Extract closest values in a pairwise manner between two matrices

The mclosest function calculates the closest rows between two matrices (or data frames) considering pairwise differences between values in columns of x and table. It returns the index of the closest row in table for each row in x.

Usage

mclosest(x, table, ppm = 0, tolerance = Inf)

Arguments

x: numeric matrix or data frame representing the query data. Each row in x will be compared to every row in table. Both x and table are expected to have the same number of columns, and the columns are expected to be in the same order.
table: numeric matrix or data frame containing the reference data to be matched with each row of x. Each row in table will be compared to every row in x. Both table and x are expected to have the same number of columns, and the columns are expected to be in the same order.
ppm: numeric representing a relative, value-specific parts-per-million (PPM) tolerance that is added to tolerance (default is 0).
tolerance: numeric accepted tolerance. Defaults to tolerance = Inf, thus for each row in x the closest row in table is reported, regardless of the magnitude of the (absolute) difference.

Value

integer vector of indices indicating the closest row of table for each row of x. If no suitable match is found for a row in x based on the specified tolerance and ppm, the corresponding index is set to NA.

Details

If, for a row of x, two rows of table are closest only the index of first row will be returned.

For both the tolerance and ppm arguments, if their length is different to the number of columns of x and table, the input argument will be replicated to match it.

Author

Philippine Louail

Examples

x <- data.frame(a = 1:5, b = 3:7)
table <- data.frame(c = c(11, 23, 3, 5, 1), d = c(32:35, 45))
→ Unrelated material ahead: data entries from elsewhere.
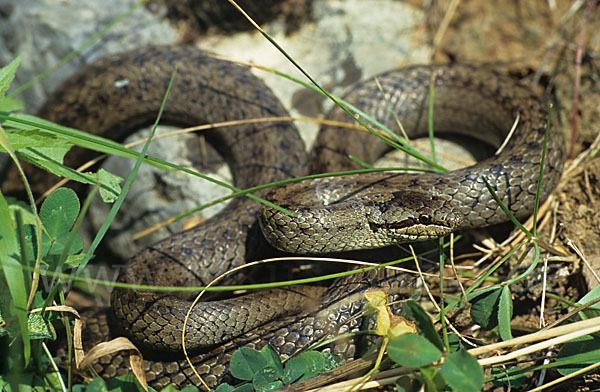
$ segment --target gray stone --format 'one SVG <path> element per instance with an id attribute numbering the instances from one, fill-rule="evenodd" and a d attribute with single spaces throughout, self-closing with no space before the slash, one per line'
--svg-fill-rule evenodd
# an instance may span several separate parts
<path id="1" fill-rule="evenodd" d="M 0 18 L 3 19 L 0 23 L 0 63 L 8 63 L 17 54 L 22 56 L 15 81 L 15 85 L 20 85 L 56 64 L 62 56 L 126 12 L 134 3 L 133 0 L 0 0 Z M 61 80 L 100 56 L 148 44 L 174 43 L 177 33 L 161 19 L 162 10 L 155 11 L 151 13 L 145 8 L 138 8 L 100 42 L 26 91 L 21 98 L 26 101 L 28 110 L 34 112 L 47 92 Z M 313 17 L 313 22 L 305 23 L 293 34 L 286 34 L 282 21 L 263 27 L 311 76 L 335 94 L 341 95 L 355 81 L 405 64 L 426 62 L 429 58 L 429 47 L 414 45 L 414 34 L 418 32 L 422 15 L 403 2 L 315 0 Z M 198 45 L 235 60 L 250 61 L 306 80 L 256 31 L 209 35 L 203 37 Z M 327 99 L 296 83 L 265 71 L 254 72 L 266 81 L 293 116 L 319 117 L 331 106 Z M 297 122 L 297 125 L 305 142 L 310 145 L 318 126 L 306 122 Z M 186 157 L 186 153 L 178 150 L 180 145 L 186 144 L 190 144 L 187 139 L 170 138 L 154 144 L 157 148 L 152 149 L 151 154 L 189 166 L 194 162 L 181 159 Z M 167 154 L 159 154 L 161 152 Z M 133 162 L 111 158 L 107 165 L 110 171 L 126 177 Z M 149 165 L 143 165 L 142 169 L 105 242 L 123 258 L 131 256 L 150 241 L 180 230 L 181 224 L 142 241 L 132 241 L 132 234 L 224 192 L 221 187 L 212 184 L 193 184 L 187 175 L 157 172 Z M 175 200 L 175 196 L 182 196 L 184 200 Z M 109 206 L 102 203 L 94 203 L 91 208 L 90 215 L 96 230 L 108 209 Z"/>

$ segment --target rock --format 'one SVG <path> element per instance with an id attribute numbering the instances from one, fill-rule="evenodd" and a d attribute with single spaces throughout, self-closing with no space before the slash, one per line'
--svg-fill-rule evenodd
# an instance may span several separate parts
<path id="1" fill-rule="evenodd" d="M 3 37 L 0 42 L 0 63 L 6 64 L 15 55 L 21 55 L 22 66 L 14 83 L 21 85 L 54 66 L 60 58 L 79 47 L 133 4 L 133 0 L 26 0 L 4 3 L 0 0 L 0 18 L 4 22 L 0 24 Z M 134 47 L 175 43 L 180 31 L 176 31 L 163 18 L 167 10 L 160 6 L 151 8 L 153 12 L 143 7 L 137 8 L 99 42 L 27 90 L 21 98 L 26 101 L 29 112 L 35 112 L 47 92 L 85 63 L 108 53 Z M 291 34 L 282 20 L 276 19 L 263 27 L 315 80 L 335 94 L 341 95 L 352 83 L 376 73 L 404 64 L 426 62 L 430 55 L 427 46 L 414 45 L 414 34 L 422 18 L 420 12 L 402 2 L 315 0 L 312 18 L 312 22 L 303 24 Z M 198 40 L 198 46 L 306 80 L 288 59 L 256 31 L 205 35 Z M 266 81 L 293 116 L 321 116 L 331 106 L 320 94 L 280 76 L 264 71 L 255 73 Z M 310 145 L 318 126 L 305 122 L 297 124 L 307 145 Z M 134 139 L 141 137 L 133 136 Z M 162 159 L 187 166 L 193 163 L 186 158 L 189 154 L 178 152 L 179 146 L 186 144 L 189 144 L 187 139 L 169 138 L 156 144 L 158 148 L 152 149 L 151 154 L 155 152 Z M 162 151 L 167 155 L 160 155 Z M 110 171 L 126 177 L 133 162 L 111 158 L 106 165 Z M 105 241 L 113 252 L 124 259 L 141 246 L 180 230 L 181 223 L 141 241 L 131 240 L 134 233 L 224 192 L 212 184 L 192 184 L 190 176 L 183 178 L 179 174 L 156 171 L 149 165 L 143 165 L 142 168 Z M 201 197 L 202 194 L 209 196 Z M 184 200 L 174 200 L 175 195 L 184 197 Z M 108 209 L 109 206 L 101 202 L 91 207 L 90 216 L 95 226 L 93 232 L 103 222 Z"/>

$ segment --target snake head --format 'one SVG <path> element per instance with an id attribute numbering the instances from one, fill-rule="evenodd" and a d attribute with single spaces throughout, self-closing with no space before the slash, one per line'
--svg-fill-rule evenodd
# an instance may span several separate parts
<path id="1" fill-rule="evenodd" d="M 369 228 L 390 244 L 440 238 L 457 231 L 464 220 L 446 196 L 426 191 L 396 191 L 370 204 Z"/>

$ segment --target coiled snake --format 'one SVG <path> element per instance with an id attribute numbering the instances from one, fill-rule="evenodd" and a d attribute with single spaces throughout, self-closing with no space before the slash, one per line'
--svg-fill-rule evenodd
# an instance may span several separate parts
<path id="1" fill-rule="evenodd" d="M 50 97 L 40 114 L 64 125 L 122 139 L 131 129 L 154 119 L 174 66 L 178 74 L 163 117 L 168 122 L 196 125 L 286 115 L 269 89 L 245 68 L 215 60 L 197 49 L 166 47 L 120 54 L 86 66 Z M 259 203 L 248 198 L 235 199 L 196 228 L 138 253 L 119 281 L 206 285 L 232 267 L 260 258 L 268 248 L 258 230 L 259 213 L 268 241 L 291 253 L 382 247 L 506 221 L 482 176 L 517 217 L 531 213 L 547 108 L 528 89 L 496 73 L 463 66 L 408 67 L 378 78 L 382 91 L 368 81 L 345 99 L 392 129 L 396 127 L 395 112 L 411 137 L 427 130 L 432 80 L 436 133 L 465 133 L 499 145 L 518 116 L 517 128 L 500 154 L 461 170 L 306 180 L 266 195 L 295 212 L 295 218 L 268 207 L 260 211 Z M 339 109 L 328 118 L 348 121 Z M 304 146 L 290 123 L 256 123 L 205 135 L 228 161 L 239 188 L 307 172 Z M 547 146 L 543 197 L 561 175 L 561 133 L 551 130 Z M 356 168 L 348 155 L 369 162 L 386 149 L 367 133 L 325 127 L 313 150 L 312 170 Z M 186 346 L 195 353 L 193 361 L 204 381 L 215 385 L 223 379 L 236 347 L 270 343 L 281 354 L 292 355 L 323 336 L 360 328 L 360 320 L 352 317 L 361 309 L 365 288 L 405 284 L 403 275 L 370 271 L 342 278 L 326 290 L 292 287 L 206 302 L 194 308 L 187 324 Z M 294 301 L 300 305 L 292 304 Z M 113 312 L 88 314 L 87 331 L 98 339 L 121 333 L 135 339 L 147 350 L 148 380 L 157 388 L 168 383 L 198 383 L 180 353 L 182 322 L 189 305 L 189 298 L 174 294 L 115 289 Z M 350 356 L 355 344 L 341 341 L 333 351 Z M 120 356 L 96 364 L 106 375 L 123 368 Z"/>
## Get for each row of `x` the index of the row in `table` with the smallest
## difference of values (per column)
mclosest(x, table)
#> [1] 1 1 3 1 1

## If the absolute difference is larger than `tolerance`, return `NA`. Note
## that the tolerance value of `25` is used for difference for each pairwise
## column in `x` and `table`.
mclosest(x, table, tolerance = 25)
#> [1] NA NA NA NA  1